Indian editor and reporter (1936–1999)

Janardan Thakur (March 1, 1936 – July 12, 1999) was a veteran editor, political reporter and columnist. He was also the former editor of English-language daily newspaper, The Free Press Journal. As an author, he is most known for his book, All The Prime Minister’s Men (1977), which is considered a classic in political writing as well as on the Emergency period and All the Janata Men (1978).

==Career==
Born March 1, 1936 in Bihar, Thakur started his career with the Patna-based daily newspaper, Searchlight, in December 1959. Later, he remained a Jefferson Fellow at the East–West Center, Hawaii in 1971. He joined the Ananda Bazar Patrika group in 1976, and subsequently in the 1980s, he started freelancing and went on to become a syndicated columnist. He remained political journalist with the magazine, The Illustrated Weekly Of India and The Asian Age. In 1990s, he moved to Mumbai and became the editor of newspaper, The Free Press Journal.

He also authored books like All the Prime Minister's Men after the Emergency; All the Janata Men; V.P. Singh: A Quest for Power, PMs: Nehru to Vajpayee and Faces: Forty in the Fray.

==Personal life==
On July 12, 1999, at the age of 64, he died of a heart attack in Mumbai (then Bombay). He was survived by his wife, Purnima, daughters Chitra, Pooja and Richa, and son Sankarshan Thakur, national editor of the newspaper, The Telegraph.

==Books==
- All The Prime Minister’s Men . Vikas Publishing. 1977. ISBN 9780706905663.
- All the Janata Men.
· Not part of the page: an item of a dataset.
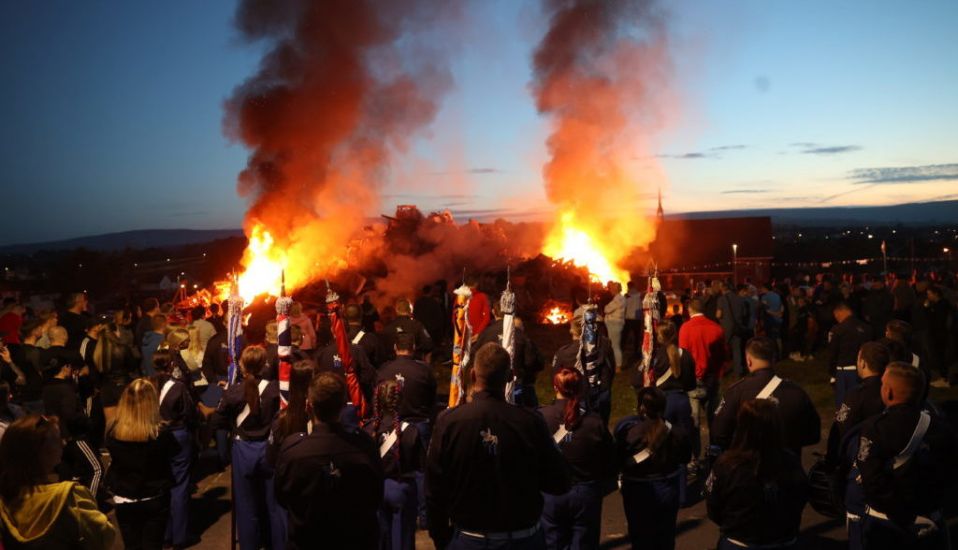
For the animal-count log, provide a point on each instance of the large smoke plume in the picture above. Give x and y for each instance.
(601, 74)
(344, 87)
Vikas Publishing. 1978. ISBN 9780706906448.
- Indira Gandhi and Her Power Game. Vikas Publishing. 1979. ISBN 9780706909852

- V.P. Singh: The Quest for Power. Warbler Books. 1989.
- Prime Ministers: Nehru to Vajpayee (with Dom Moraes). Eshwar. 1999. ISBN 9788186982723.
- Faces: Forty in the Fray. 1999. Business Publications Incorporated. ISBN 9788176930185.